Many reporters also looked at how places are responding to these challenges. For example, Patricia González picked up on how parametric insurance is being tested in Guatemala as a way to secure long-term financing for coral reef restoration, while Josué Quintana Gómez reported on the recent opening in Honduras of Central America’s first coral aquarium.
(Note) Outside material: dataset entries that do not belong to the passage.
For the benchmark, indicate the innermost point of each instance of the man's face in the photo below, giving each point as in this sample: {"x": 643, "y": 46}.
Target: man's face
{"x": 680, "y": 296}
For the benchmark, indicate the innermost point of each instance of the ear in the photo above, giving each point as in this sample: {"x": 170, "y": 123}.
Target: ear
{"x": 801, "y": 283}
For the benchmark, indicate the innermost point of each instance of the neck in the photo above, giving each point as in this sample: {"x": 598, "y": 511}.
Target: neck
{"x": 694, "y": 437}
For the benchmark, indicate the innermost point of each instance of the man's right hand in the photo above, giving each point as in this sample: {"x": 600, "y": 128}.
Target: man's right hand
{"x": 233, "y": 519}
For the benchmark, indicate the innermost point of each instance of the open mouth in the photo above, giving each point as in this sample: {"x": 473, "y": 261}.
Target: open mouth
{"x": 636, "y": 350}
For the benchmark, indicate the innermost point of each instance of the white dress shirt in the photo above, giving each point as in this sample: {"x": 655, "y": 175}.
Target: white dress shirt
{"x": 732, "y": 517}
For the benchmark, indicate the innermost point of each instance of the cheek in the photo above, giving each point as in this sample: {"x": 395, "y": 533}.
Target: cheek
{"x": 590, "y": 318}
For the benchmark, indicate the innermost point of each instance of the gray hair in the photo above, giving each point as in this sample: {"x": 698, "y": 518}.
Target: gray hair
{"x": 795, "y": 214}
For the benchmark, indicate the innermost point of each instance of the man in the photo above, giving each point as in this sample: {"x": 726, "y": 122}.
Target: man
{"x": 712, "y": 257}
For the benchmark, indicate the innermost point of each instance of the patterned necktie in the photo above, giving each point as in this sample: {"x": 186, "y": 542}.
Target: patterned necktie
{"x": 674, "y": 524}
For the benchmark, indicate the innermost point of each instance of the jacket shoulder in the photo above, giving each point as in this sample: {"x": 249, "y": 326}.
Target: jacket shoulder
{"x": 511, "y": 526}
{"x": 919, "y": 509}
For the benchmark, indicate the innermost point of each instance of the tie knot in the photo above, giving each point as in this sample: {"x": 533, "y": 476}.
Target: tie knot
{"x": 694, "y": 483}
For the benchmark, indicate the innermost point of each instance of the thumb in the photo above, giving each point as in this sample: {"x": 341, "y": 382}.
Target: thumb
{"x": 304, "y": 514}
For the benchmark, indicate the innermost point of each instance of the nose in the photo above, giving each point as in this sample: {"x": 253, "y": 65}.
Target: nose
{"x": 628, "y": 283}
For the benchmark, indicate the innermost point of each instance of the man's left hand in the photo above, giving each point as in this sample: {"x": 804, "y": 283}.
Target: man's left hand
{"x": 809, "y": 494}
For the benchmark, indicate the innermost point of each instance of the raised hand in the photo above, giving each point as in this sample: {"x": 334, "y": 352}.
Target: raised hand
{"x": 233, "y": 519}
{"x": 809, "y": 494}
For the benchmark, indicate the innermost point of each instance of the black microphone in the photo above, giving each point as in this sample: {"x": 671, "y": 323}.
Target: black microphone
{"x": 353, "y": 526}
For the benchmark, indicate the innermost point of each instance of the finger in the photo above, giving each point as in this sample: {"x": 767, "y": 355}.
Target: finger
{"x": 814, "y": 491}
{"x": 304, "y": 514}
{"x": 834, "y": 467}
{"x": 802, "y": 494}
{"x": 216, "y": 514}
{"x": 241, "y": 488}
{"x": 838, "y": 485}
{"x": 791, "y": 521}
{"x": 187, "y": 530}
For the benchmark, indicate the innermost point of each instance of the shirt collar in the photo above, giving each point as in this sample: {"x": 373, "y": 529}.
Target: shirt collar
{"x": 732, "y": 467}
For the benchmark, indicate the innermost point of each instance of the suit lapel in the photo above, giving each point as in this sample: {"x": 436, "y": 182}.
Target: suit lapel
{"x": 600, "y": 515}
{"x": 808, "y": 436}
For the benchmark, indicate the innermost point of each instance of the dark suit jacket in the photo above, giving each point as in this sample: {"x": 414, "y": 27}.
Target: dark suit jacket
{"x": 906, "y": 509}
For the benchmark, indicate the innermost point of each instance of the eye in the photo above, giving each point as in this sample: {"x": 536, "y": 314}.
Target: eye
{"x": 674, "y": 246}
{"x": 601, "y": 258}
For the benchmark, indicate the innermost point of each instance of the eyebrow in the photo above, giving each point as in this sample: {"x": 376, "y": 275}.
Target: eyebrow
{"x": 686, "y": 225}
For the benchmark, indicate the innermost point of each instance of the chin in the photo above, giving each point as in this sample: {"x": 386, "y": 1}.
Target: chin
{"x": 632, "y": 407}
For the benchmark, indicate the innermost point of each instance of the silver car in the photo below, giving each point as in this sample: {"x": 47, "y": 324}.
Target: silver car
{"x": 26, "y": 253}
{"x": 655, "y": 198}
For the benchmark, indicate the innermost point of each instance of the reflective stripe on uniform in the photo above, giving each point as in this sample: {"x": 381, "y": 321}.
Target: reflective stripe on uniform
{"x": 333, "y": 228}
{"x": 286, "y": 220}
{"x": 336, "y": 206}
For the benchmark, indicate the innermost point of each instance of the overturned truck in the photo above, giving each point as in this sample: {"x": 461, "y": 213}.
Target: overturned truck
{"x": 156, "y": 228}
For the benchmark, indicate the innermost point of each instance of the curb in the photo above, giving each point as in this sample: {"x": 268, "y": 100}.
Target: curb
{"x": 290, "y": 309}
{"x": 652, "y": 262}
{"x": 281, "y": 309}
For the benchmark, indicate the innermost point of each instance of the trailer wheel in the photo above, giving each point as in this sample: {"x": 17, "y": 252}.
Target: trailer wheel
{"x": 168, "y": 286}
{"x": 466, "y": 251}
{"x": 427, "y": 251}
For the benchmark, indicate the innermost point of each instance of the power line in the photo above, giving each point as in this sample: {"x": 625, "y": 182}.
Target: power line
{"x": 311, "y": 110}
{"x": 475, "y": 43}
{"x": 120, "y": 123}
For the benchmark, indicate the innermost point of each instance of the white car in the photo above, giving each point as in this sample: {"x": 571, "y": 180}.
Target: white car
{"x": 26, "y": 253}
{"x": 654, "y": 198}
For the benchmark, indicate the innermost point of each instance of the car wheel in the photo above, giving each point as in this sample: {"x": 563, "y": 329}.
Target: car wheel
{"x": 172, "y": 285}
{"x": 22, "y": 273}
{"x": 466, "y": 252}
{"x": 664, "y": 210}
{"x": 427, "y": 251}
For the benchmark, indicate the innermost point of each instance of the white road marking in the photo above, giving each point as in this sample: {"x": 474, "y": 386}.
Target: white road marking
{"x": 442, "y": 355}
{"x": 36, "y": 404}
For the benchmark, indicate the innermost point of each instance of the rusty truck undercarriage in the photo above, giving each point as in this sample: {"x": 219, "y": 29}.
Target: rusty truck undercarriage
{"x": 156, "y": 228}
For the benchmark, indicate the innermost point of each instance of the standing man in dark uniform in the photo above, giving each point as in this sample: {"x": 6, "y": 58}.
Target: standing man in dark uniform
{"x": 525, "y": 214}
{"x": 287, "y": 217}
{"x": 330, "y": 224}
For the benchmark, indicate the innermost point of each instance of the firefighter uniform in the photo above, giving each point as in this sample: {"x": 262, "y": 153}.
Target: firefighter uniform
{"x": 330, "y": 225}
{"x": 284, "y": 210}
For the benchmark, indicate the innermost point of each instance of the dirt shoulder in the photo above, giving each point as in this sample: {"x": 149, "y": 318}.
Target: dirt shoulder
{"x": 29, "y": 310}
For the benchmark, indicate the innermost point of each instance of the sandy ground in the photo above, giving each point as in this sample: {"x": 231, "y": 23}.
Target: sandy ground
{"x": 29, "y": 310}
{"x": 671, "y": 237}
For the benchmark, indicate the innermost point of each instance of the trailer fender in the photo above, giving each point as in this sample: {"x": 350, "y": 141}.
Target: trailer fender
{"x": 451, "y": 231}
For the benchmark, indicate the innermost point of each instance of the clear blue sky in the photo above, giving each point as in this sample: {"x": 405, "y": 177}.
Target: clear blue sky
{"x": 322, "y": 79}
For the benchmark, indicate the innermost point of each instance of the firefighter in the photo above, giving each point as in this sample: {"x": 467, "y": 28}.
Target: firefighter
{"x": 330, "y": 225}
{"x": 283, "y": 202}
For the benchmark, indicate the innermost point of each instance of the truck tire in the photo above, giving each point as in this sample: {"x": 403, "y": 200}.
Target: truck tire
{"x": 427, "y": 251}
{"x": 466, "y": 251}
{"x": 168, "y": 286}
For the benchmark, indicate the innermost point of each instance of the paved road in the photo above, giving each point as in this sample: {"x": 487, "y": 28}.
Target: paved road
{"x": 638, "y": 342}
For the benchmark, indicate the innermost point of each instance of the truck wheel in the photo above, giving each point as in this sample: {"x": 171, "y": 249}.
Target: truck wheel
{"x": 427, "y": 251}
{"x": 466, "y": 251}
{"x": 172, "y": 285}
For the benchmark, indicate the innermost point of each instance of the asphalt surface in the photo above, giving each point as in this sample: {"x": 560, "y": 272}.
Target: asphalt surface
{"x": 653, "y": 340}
And despite all these threats, researchers in many places are also working to improve protection and conservation efforts, as Rodolfo Juarez Olvera reported in this four-part video story.
As the final part of the project, EJN and the Healthy Reefs for Healthy People Initiative (HRI) hosted a webinar on the health of the Mesoamerican Reef on February 18. That followed the release of the Mesoamerican Reef Report Card, a tool put out every two years by the Healthy Reefs initiative.
The stories made a mark among our followers, generating strong engagement on social media and hitting on many issues that marine and ocean conservation organizations are working to highlight.
“This Mesoamerican Reef Reporting project was pretty remarkable for how much it was able to achieve despite relatively limited resources,” said EJN Executive Director James Fahn. “There is definitely a strong need for continuing this work in the region, and we are hoping we can eventually do so.”